Ama Naziler açısından bu “itlaf” da son derece doğal, olağan ve olması gerekendi.
Mevzubahis olan “Alman ırkı”nın sağlığıydı.
Tıpkı şu anda karşımızdaki ithal hayvan itlafı seçeneğinde nasıl “insan türü”nün sağlığı mevzubahisse aynı öyle…
***
Irkçılık, türcülüğün, ondan daha yaramaz bir küçük kardeşidir.
İnsan denen canlının azami ihtiyaç ve arzuları doğrultusunda tüm doğal-biyolojik varlık alanının, özellikle de diğer hayvanların her türlü kullanım, istismar, tüketim ve yok oluşa açık oldukları anlayışı-inancı-kabulü, türcülüğü tanımlar.

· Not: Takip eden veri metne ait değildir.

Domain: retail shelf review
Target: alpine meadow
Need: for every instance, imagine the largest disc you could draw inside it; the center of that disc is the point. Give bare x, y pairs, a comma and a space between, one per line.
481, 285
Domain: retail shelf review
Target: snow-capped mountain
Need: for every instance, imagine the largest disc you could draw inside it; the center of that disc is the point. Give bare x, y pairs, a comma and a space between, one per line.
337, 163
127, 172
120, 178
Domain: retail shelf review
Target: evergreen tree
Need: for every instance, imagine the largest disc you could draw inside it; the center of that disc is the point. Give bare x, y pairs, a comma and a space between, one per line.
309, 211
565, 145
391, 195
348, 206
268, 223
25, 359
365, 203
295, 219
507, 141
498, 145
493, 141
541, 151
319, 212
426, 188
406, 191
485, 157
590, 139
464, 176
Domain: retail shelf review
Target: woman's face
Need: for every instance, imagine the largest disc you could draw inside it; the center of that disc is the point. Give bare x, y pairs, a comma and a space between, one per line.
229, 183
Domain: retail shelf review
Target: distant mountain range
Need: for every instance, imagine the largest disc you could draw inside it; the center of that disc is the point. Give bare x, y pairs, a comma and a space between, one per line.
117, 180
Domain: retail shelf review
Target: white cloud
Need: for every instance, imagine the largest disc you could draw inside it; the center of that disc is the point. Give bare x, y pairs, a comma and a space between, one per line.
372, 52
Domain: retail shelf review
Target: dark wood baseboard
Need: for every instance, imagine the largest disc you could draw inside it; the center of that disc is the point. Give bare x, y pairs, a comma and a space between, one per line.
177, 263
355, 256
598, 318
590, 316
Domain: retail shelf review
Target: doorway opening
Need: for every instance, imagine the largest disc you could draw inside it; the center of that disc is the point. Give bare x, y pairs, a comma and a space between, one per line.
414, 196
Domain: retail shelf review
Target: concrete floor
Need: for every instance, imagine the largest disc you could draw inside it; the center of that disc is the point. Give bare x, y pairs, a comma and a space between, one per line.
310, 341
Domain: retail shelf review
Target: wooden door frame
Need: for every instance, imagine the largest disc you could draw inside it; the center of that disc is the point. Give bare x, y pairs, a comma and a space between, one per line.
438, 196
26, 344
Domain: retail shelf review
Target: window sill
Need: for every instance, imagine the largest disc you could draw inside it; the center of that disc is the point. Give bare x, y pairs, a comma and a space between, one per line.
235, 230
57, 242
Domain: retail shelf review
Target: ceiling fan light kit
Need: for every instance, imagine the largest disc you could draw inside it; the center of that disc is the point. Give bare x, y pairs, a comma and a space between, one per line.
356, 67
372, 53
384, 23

Türcülük, “homosantrik” yani insan-merkezci zihniyet yapılanmamızın sonucu. Ve o kadar kanıksanmış, olağan, kendiliğinden bir kültürel-ideolojik motivasyon ki hepimizde, o yüzden tamamen insan marifeti olarak ortaya çıkmış sağlık sorunları sebebiyle 3 bine yakın canın itlafı bir resmi demecin arasına sıkıştırılmış şekilde karşımıza çıktığında hiç yadırgamıyoruz.
***
Sözün özü, türcülükle ırkçılık arasında derece farkı vardır.
Homosantrizmle “etnosantrizm” arasında derece farkı vardır.
Hayvan ıslah çalışmalarıyla “öjenizm” arasında da derece farkı vardır.
Kâinat ve yeryüzü, insan için var olmadı ya da yaratılmadı. İnsan, kâinatın ve arzın bir parçası olarak var oldu ya da yaratıldı.
Homosantrizmin dini bir kisveye, alabildiğine de yanlış büründürülmüş tabiriyle “eşref-i mahlukât” (yaratılmışların en şereflisi) diye kendini yere göğe koyamayan insan, sonuçta “eşerr-i mahlukât” (yaratılmışların en kötüsü) olmuş durumda.
Saatte 3, günde 150, yılda 50 bine yakın canlı türü, insan marifetiyle; salgın hastalıklara boğularak, yaşam alanları ellerinden alınarak ve şu ya da bu nedenle katledilerek yok oluyor.
İnsanın homosantrizmden vazgeçmesi, “ekosantrik” (çevre-merkezci) bir anlayış ve zihniyet yapılanmasına yönelmesi gerekiyor.
***
O yüzden ne yaparsanız, nasıl yaparsanız yapın, kendi bileceğiniz iş; bizim gücümüz; sesimiz, soluğumuz, kalemimiz-kitabımız size yetmiyor, önünüzü kesmiyor, kesemiyor.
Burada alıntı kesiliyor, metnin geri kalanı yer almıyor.